On December 28, 2025, OpenAI began widely advertising a new 'Head of Preparedness' role paying up to $555,000 plus equity. CEO Sam Altman said on X that the position will be stressful and focus on evaluating and mitigating catastrophic risks from OpenAI’s most advanced models.
This article aggregates reporting from 7 news sources. The TL;DR is AI-generated from original reporting. Race to AGI's analysis provides editorial context on implications for AGI development.
OpenAI’s hunt for a Head of Preparedness is effectively a search for a chief risk architect for frontier AI, and the compensation level signals how central this function has become. The role sits on the Safety Systems team and owns the preparedness framework: building capability evaluations, threat models and mitigations for cyber, bio and other catastrophic risks as models scale. Combined with Altman’s description of the job as “stressful,” it’s a clear admission that systems on OpenAI’s roadmap are powerful enough to warrant a standing, high‑level organ focused solely on worst‑case scenarios. ([businessinsider.com](https://www.businessinsider.com/openai-hiring-head-of-preparedness-ai-job-2025-12))
For the race to AGI, this move illustrates how frontier labs are institutionalizing safety as a parallel track to capability growth. Preparedness isn’t just policy language; it’s the set of gates that determine whether a new model can launch at all. That gives this hire outsized influence over the pace at which OpenAI can roll out more agentic, autonomous systems—and over the evidentiary bar they must clear to be deemed “safe enough.” It also responds, at least symbolically, to earlier criticism that OpenAI’s safety culture had eroded as commercial pressure rose. ([businessinsider.com](https://www.businessinsider.com/openai-hiring-head-of-preparedness-ai-job-2025-12))

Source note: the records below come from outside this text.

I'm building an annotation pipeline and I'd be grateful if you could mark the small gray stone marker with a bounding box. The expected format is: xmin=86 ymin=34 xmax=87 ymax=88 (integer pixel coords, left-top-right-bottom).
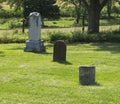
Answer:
xmin=24 ymin=12 xmax=45 ymax=52
xmin=53 ymin=40 xmax=66 ymax=62
xmin=79 ymin=66 xmax=95 ymax=85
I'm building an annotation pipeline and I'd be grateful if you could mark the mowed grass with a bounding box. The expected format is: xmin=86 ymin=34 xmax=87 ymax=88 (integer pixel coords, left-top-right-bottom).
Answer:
xmin=0 ymin=43 xmax=120 ymax=104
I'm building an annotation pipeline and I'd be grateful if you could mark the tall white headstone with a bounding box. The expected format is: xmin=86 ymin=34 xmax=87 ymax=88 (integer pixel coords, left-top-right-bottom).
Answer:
xmin=24 ymin=12 xmax=45 ymax=52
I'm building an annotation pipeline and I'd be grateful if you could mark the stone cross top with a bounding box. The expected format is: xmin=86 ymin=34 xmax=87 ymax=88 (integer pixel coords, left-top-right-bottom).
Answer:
xmin=24 ymin=12 xmax=45 ymax=52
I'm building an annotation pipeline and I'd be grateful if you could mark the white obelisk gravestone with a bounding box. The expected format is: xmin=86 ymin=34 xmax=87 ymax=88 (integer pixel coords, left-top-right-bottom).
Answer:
xmin=24 ymin=12 xmax=45 ymax=52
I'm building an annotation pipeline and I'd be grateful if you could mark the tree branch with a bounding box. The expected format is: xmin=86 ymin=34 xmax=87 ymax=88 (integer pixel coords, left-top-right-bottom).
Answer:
xmin=100 ymin=0 xmax=109 ymax=10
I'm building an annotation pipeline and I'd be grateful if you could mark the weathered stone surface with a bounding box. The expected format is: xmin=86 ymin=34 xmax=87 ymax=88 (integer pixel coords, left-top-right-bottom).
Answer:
xmin=79 ymin=66 xmax=95 ymax=85
xmin=53 ymin=40 xmax=66 ymax=62
xmin=24 ymin=12 xmax=45 ymax=52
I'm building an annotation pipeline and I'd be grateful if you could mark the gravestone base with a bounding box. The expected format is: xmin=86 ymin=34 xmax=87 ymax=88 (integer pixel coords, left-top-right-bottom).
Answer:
xmin=79 ymin=66 xmax=95 ymax=85
xmin=53 ymin=40 xmax=66 ymax=62
xmin=24 ymin=40 xmax=45 ymax=52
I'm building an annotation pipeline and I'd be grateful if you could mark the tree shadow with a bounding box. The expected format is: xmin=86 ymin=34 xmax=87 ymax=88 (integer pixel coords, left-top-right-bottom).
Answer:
xmin=80 ymin=82 xmax=102 ymax=86
xmin=92 ymin=43 xmax=120 ymax=53
xmin=53 ymin=61 xmax=72 ymax=65
xmin=8 ymin=47 xmax=24 ymax=50
xmin=0 ymin=51 xmax=5 ymax=57
xmin=31 ymin=51 xmax=53 ymax=55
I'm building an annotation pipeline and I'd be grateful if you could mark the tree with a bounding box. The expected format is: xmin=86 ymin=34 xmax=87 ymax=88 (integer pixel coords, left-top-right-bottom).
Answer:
xmin=0 ymin=0 xmax=60 ymax=32
xmin=79 ymin=0 xmax=108 ymax=33
xmin=24 ymin=0 xmax=60 ymax=25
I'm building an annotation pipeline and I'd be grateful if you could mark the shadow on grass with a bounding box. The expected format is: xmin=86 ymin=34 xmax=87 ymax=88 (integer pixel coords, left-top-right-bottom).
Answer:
xmin=0 ymin=51 xmax=5 ymax=57
xmin=53 ymin=61 xmax=72 ymax=65
xmin=92 ymin=43 xmax=120 ymax=53
xmin=32 ymin=52 xmax=53 ymax=55
xmin=8 ymin=47 xmax=24 ymax=50
xmin=80 ymin=82 xmax=102 ymax=86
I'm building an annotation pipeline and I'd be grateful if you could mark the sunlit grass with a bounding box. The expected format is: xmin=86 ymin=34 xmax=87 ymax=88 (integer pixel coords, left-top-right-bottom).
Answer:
xmin=0 ymin=43 xmax=120 ymax=104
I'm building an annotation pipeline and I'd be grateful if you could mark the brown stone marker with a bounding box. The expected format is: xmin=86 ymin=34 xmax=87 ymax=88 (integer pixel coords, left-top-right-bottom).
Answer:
xmin=79 ymin=66 xmax=95 ymax=85
xmin=53 ymin=40 xmax=66 ymax=62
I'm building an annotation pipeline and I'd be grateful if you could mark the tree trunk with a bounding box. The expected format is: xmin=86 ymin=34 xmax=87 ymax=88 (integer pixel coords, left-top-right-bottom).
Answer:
xmin=22 ymin=19 xmax=25 ymax=33
xmin=88 ymin=4 xmax=100 ymax=33
xmin=107 ymin=0 xmax=112 ymax=20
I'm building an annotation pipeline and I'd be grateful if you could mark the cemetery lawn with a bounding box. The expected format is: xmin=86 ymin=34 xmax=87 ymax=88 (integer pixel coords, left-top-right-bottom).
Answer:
xmin=0 ymin=43 xmax=120 ymax=104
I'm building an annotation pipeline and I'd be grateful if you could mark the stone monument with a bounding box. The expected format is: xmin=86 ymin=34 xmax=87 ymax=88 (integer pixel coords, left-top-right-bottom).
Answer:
xmin=53 ymin=40 xmax=66 ymax=62
xmin=79 ymin=66 xmax=95 ymax=85
xmin=24 ymin=12 xmax=45 ymax=52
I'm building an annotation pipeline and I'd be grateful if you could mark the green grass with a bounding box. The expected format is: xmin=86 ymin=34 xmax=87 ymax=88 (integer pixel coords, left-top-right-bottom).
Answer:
xmin=0 ymin=43 xmax=120 ymax=104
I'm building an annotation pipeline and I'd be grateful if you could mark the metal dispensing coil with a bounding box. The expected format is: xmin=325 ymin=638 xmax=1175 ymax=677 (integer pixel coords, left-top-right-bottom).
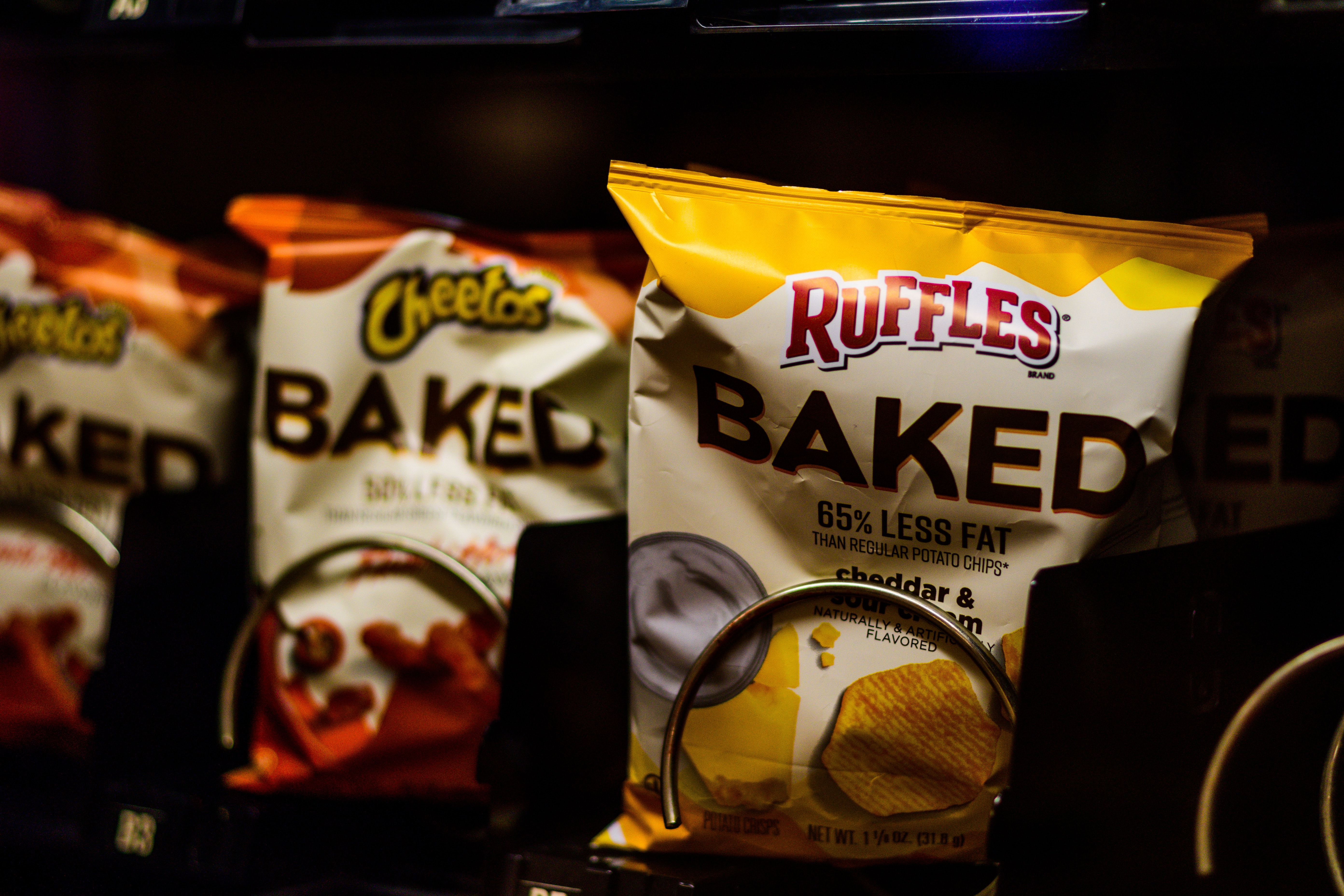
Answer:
xmin=661 ymin=579 xmax=1017 ymax=829
xmin=1195 ymin=637 xmax=1344 ymax=896
xmin=219 ymin=533 xmax=508 ymax=749
xmin=0 ymin=496 xmax=121 ymax=579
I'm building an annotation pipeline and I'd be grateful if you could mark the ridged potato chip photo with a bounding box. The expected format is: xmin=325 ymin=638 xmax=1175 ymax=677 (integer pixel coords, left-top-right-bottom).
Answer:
xmin=821 ymin=660 xmax=999 ymax=817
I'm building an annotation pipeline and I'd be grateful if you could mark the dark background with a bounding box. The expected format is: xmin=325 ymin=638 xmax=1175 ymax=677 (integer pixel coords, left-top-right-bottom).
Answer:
xmin=8 ymin=0 xmax=1344 ymax=240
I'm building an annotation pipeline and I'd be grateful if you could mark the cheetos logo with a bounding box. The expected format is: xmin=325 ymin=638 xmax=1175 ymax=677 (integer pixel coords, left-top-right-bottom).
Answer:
xmin=0 ymin=295 xmax=132 ymax=365
xmin=360 ymin=265 xmax=559 ymax=361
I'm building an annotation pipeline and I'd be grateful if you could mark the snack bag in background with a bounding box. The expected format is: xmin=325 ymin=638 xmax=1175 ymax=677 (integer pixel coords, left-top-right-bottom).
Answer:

Competitively, if OpenAI can turn preparedness into repeatable tooling—robust eval suites, red‑teaming pipelines, and cross‑domain threat models—it gains a narrative edge with regulators and enterprise customers who increasingly see frontier AI as a regulated product class, not a generic cloud API. Expect Anthropic, Google DeepMind and others to highlight similar roles and frameworks; within a year, “preparedness” could be as standard in AI org charts as “reliability engineering” is in cloud.